Le forti divergenze politiche hanno, di fatto, tenuto per diversi anni il Paese in una sorta di limbo, una fase durante la quale le condizioni di vita della popolazione si sono progressivamente aggravate, soprattutto per l’incapacità dell’autorità statuale di esercitare la propria sovranità sul territorio. Viene oggi da chiedersi se la mediazione internazionale abbia davvero giovato al Paese o se invece, impedendo alle rivolte popolari di sfociare in un effettivo cambio di regime, esso non abbia finito per favorire l’instabilità attuale e l’ascesa degli Houthi, forti della loro presunta verginità politica.
Più che un punto di svolta, la chiusura delle principali Ambasciate occidentali rappresenta il manifesto del fallimento della “Primavera yemenita” e solleva una serie di importanti interrogativi.
Come già avvenuto in passato, gli USA e i loro alleati si dimostrano alleati inaffidabili, pronti a fuggire nei momenti di maggiore criticità. L’abbandono della Libia rappresenta, da questo punto di vista, uno degli esempi più significativi ed eclatanti. Se l’obiettivo è in questo caso quello di fare pressioni sugli Houthi, accentuando la condizione di isolamento internazionale in cui viene in questo modo a trovarsi lo Yemen, è innegabile che la chiusura delle rappresentanze diplomatiche privi questi Paesi di ogni residua capacità di influenza.
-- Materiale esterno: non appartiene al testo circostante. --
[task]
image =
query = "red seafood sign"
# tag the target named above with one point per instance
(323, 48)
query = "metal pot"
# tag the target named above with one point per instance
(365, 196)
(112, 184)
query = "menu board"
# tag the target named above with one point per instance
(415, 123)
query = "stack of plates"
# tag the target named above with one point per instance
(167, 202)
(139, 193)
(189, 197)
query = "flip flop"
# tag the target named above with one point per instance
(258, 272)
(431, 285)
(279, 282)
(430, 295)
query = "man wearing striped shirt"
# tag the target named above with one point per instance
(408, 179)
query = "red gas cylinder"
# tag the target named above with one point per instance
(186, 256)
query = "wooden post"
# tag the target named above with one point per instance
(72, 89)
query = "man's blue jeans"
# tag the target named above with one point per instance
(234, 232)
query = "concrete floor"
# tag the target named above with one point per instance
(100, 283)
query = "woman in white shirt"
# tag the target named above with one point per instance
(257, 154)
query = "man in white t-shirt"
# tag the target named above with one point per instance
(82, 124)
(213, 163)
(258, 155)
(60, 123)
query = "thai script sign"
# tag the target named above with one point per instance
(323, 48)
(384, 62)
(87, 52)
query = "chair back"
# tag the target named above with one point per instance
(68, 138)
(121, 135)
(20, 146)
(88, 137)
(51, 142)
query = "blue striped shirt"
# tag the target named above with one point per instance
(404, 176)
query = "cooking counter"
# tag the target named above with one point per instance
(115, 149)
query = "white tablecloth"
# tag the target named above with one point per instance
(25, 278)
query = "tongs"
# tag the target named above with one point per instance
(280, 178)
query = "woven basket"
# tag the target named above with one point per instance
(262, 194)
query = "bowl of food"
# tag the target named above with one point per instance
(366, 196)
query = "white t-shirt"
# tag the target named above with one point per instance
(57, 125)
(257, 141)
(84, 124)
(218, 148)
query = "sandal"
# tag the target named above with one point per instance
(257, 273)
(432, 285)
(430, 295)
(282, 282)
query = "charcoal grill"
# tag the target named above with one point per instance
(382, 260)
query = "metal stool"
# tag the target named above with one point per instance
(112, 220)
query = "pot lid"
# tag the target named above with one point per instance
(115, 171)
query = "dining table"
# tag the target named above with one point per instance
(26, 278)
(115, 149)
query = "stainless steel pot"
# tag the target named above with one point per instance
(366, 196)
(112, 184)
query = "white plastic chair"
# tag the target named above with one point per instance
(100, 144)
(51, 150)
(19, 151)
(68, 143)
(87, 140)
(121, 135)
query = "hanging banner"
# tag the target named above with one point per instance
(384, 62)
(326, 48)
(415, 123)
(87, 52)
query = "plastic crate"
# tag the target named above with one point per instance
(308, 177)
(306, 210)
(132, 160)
Si apre, dunque, una fase di forte incertezza sul futuro del Paese e il rischio di una guerra civile appare sempre più concreto. Se è vero che gli Houthi non agiscono completamente da soli, beneficiando anche del sostegno di alcuni importanti attori politici e di alcuni settori delle forze armate, l’opposizione al movimento sciita non sembra, per ora, disposta a scendere a compromessi. Opposizione guidata da AQAP, pronta a sfruttare l’attuale fase di instabilità per accrescere la propria influenza sui governatorati meridionali, anche attraverso alleanze con le tribù locali. La situazione appare particolarmente critica a Marib, zona ricca di petrolio, e per questo un possibile prossimo obiettivo dell’avanzata sciita. Gli Houthi hanno sinora dimostrato una buona lungimiranza strategica e sono consapevoli del fatto che, senza il controllo delle risorse naturali di cui dispone il Paese, non saranno in grado di consolidare la loro posizione di leadership.
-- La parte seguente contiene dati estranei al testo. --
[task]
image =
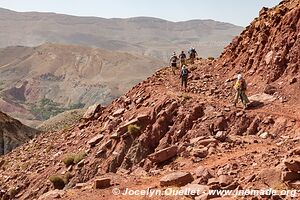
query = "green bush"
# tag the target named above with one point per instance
(72, 159)
(133, 129)
(57, 181)
(186, 97)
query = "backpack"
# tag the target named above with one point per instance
(182, 56)
(174, 59)
(184, 72)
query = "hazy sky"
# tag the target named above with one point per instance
(239, 12)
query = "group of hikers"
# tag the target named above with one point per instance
(183, 61)
(240, 85)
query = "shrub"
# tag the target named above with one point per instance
(133, 129)
(186, 97)
(72, 159)
(57, 181)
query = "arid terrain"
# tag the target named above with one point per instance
(13, 133)
(40, 82)
(156, 136)
(142, 35)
A complicare ulteriormente il quadro, la recentissima dichiarazione di fedeltà allo Stato Islamico fatta da alcune fazioni di AQAP, nello specifico quelle attive nei governatorati centrali di Sana’a e Dhamar. Uno sviluppo per certi versi inatteso, considerato il forte radicamento sul territorio del gruppo guidato da al-Zawahiri, ma che non muta in maniera significativa il quadro della situazione. Un quadro drammaticamente e forse irrimediabilmente compromesso.
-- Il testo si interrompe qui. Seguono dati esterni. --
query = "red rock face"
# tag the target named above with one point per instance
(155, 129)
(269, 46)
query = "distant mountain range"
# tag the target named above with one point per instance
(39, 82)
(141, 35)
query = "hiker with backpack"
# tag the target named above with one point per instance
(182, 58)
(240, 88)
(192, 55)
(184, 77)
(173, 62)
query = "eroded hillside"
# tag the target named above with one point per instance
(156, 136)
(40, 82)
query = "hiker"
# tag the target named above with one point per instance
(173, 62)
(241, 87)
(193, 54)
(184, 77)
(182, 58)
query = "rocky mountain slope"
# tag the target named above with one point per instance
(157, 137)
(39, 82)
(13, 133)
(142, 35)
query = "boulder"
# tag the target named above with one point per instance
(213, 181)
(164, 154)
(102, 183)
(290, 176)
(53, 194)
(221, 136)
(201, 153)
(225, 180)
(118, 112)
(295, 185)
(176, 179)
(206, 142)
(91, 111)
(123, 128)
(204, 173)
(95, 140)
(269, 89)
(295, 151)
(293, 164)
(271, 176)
All’indomani dell’annuncio americano dell’evacuazione della rappresentanza diplomatica a Sana’a, anche le ambasciate francese e inglese hanno dichiarato di aver sospeso ogni attività e invitato i rispettivi connazionali a lasciare il Paese il più presto possibile, a causa del progressivo deterioramento del quadro di sicurezza.